Our Marylebone serviced offices combine the newest state-of-the-art facilities inside an antique Georgian exterior, perfectly combining the past and the present. The surrounding area is also a mix of old and new – it’s a thriving business hub full of some the best shopping and restaurants to be had in London, but look further and there are interesting remnants of the past.


All this makes for an insightful and interesting lunchtime walk. Here are just four of our favourite places to check out near Marylebone.


The Wallace Collection


The Wallace Collection at Manchester Square is not only home to one of Europe’s finest collections of works of art, paintings, and furniture, it’s also a just a short stroll through Marylebone from our offices.


The permanent collections on display were originally collected by Sir Richard Wallace, the son of the 4th Marquess, hence the name. Today, the Wallace Collection is open from 10am to 5pm every day, and entry is completely free.


There’s also a restaurant on site, The Wallace Restaurant, a French-style brasserie which offers a truly spectacular setting. The restaurant is open for breakfast, lunch and dinner daily.


Walk: 13 mins

Google Maps: The Wallace Collection


All Souls Church Langham Place 


All Souls Church is an evangelical Anglican church located at the north side of Regent Street. Dating back to 1824, the church’s unique architecture, most notably its prominent circular spired vestibule, makes it instantly recognisable.


The bath stone building, built by architect John Nash, is now truly iconic. But as praised as the architecture is today, at the time it wasn’t so. A scathing review from 1828 stated: “To our eye, the church itself, apart from the tower, is perhaps one of the most miserable structures in the metropolis – in its starved proportions more resembling a manufactory, or warehouse, than the impressive character of a church exterior.”


The location of the church, close to the BBC Broadcasting House, means that the building is often used for television programmes.


Walk: 7 mins

Google Maps: All Souls Church


Royal Institute of British Architects


You don’t have to be Ian Nairn to appreciate the architecture in this part of London, not least if you take the time to take the short walk to the Royal Institute of British Architects (RIBA).


The RIBA was founded in 1834 for ‘the general advancement of Civil Architecture, and for promoting and facilitating the acquirement of the knowledge of the various arts and sciences connected therewith’. However, it wasn’t until 2014 when there was a launch of London’s first architectural gallery.

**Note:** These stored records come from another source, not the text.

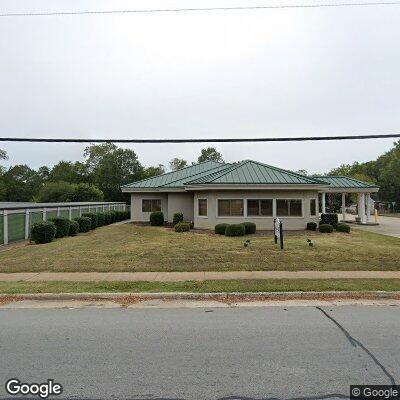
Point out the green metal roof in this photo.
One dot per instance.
(242, 173)
(345, 182)
(177, 178)
(252, 172)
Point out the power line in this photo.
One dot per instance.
(174, 10)
(203, 140)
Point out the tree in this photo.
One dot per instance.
(177, 163)
(153, 171)
(87, 192)
(55, 192)
(67, 171)
(21, 183)
(110, 167)
(210, 154)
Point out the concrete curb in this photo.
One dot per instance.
(226, 297)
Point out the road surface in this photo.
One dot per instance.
(235, 353)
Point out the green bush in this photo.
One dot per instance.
(343, 228)
(325, 228)
(101, 219)
(235, 230)
(311, 226)
(107, 218)
(219, 229)
(93, 219)
(73, 228)
(329, 219)
(43, 232)
(84, 223)
(62, 226)
(178, 217)
(249, 227)
(182, 227)
(157, 218)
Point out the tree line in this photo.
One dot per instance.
(106, 167)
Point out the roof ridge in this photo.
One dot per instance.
(284, 170)
(198, 173)
(231, 168)
(171, 172)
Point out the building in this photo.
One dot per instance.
(211, 192)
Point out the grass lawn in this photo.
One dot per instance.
(229, 286)
(133, 248)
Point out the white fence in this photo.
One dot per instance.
(16, 219)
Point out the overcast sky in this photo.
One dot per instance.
(288, 72)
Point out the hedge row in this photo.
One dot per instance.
(46, 231)
(242, 229)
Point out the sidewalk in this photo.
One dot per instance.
(190, 276)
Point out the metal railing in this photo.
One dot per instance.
(16, 219)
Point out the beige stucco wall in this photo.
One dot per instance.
(170, 204)
(180, 202)
(264, 223)
(136, 205)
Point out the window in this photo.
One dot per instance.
(230, 208)
(289, 208)
(151, 205)
(259, 208)
(202, 207)
(313, 207)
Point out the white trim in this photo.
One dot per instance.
(231, 216)
(202, 216)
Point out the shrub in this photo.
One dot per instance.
(220, 229)
(249, 227)
(43, 232)
(235, 230)
(107, 218)
(84, 223)
(325, 228)
(157, 218)
(93, 219)
(62, 226)
(343, 228)
(182, 227)
(178, 217)
(100, 219)
(329, 219)
(311, 226)
(73, 228)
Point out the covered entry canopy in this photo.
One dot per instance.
(344, 185)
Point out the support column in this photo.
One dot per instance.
(362, 208)
(344, 207)
(368, 201)
(5, 227)
(26, 224)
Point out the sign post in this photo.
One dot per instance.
(278, 232)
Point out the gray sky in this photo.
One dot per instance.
(291, 72)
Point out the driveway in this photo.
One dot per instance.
(389, 226)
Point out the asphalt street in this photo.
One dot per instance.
(234, 353)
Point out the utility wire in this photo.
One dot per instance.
(174, 10)
(203, 140)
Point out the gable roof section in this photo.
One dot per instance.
(252, 172)
(177, 178)
(345, 182)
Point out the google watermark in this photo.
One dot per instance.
(15, 387)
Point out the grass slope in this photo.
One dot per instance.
(132, 248)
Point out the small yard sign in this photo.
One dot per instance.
(278, 232)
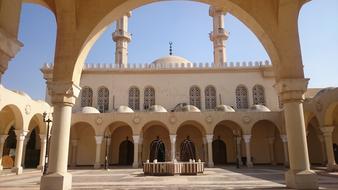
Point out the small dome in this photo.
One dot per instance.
(157, 108)
(172, 60)
(88, 109)
(259, 108)
(124, 109)
(190, 108)
(225, 108)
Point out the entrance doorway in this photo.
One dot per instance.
(126, 152)
(219, 152)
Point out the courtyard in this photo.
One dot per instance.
(259, 177)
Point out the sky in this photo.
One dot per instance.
(187, 24)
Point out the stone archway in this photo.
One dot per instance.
(82, 153)
(266, 143)
(224, 133)
(153, 131)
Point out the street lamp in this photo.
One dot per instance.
(106, 137)
(48, 121)
(237, 135)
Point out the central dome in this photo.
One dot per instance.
(172, 60)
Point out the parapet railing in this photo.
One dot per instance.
(152, 66)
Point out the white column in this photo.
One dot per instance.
(239, 151)
(271, 141)
(63, 96)
(20, 137)
(2, 143)
(209, 138)
(291, 92)
(173, 147)
(136, 139)
(327, 133)
(98, 140)
(322, 144)
(286, 152)
(247, 139)
(74, 152)
(24, 151)
(43, 140)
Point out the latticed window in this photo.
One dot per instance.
(210, 97)
(242, 97)
(103, 99)
(149, 97)
(134, 98)
(86, 97)
(195, 96)
(258, 95)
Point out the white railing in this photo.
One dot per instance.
(146, 66)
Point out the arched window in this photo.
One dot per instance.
(242, 97)
(86, 97)
(149, 97)
(258, 95)
(210, 97)
(134, 98)
(103, 99)
(195, 96)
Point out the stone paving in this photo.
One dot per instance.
(259, 177)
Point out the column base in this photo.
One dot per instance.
(17, 170)
(135, 165)
(97, 165)
(332, 168)
(56, 181)
(306, 179)
(210, 164)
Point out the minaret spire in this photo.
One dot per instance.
(218, 36)
(170, 48)
(122, 37)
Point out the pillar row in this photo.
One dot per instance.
(2, 143)
(247, 140)
(327, 133)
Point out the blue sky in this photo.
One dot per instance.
(187, 24)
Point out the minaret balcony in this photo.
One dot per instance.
(220, 33)
(121, 34)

Today you can visit the RIBA Architecture Gallery where there are always a number of exhibitions on display that celebrate the history of architecture in the UK capital.


Walk: 2 mins

Google Maps: Royal Institute of British Architects


Queen Mary's Rose Gardens


If you want to escape the hustle and bustle of business in Marylebone, a short walk to the North will find you in Regent’s Park. This huge 410 acre Royal Park contains Regent’s University London and London Zoo, and in reality, should be repeatedly visited during your lunch break.

Queen Mary’s Rose Gardens are singled out as it is a tremendous and often overlooked part of the park. In fact, the garden is home to London's largest collection of roses with approximately 12,000 flowers planted. According to The Royal Parks, the shrubberies are strategically designed and located to add a sense of mystery and privacy to the gardens, making the gardens the perfect spot for a stroll after a stressful meeting.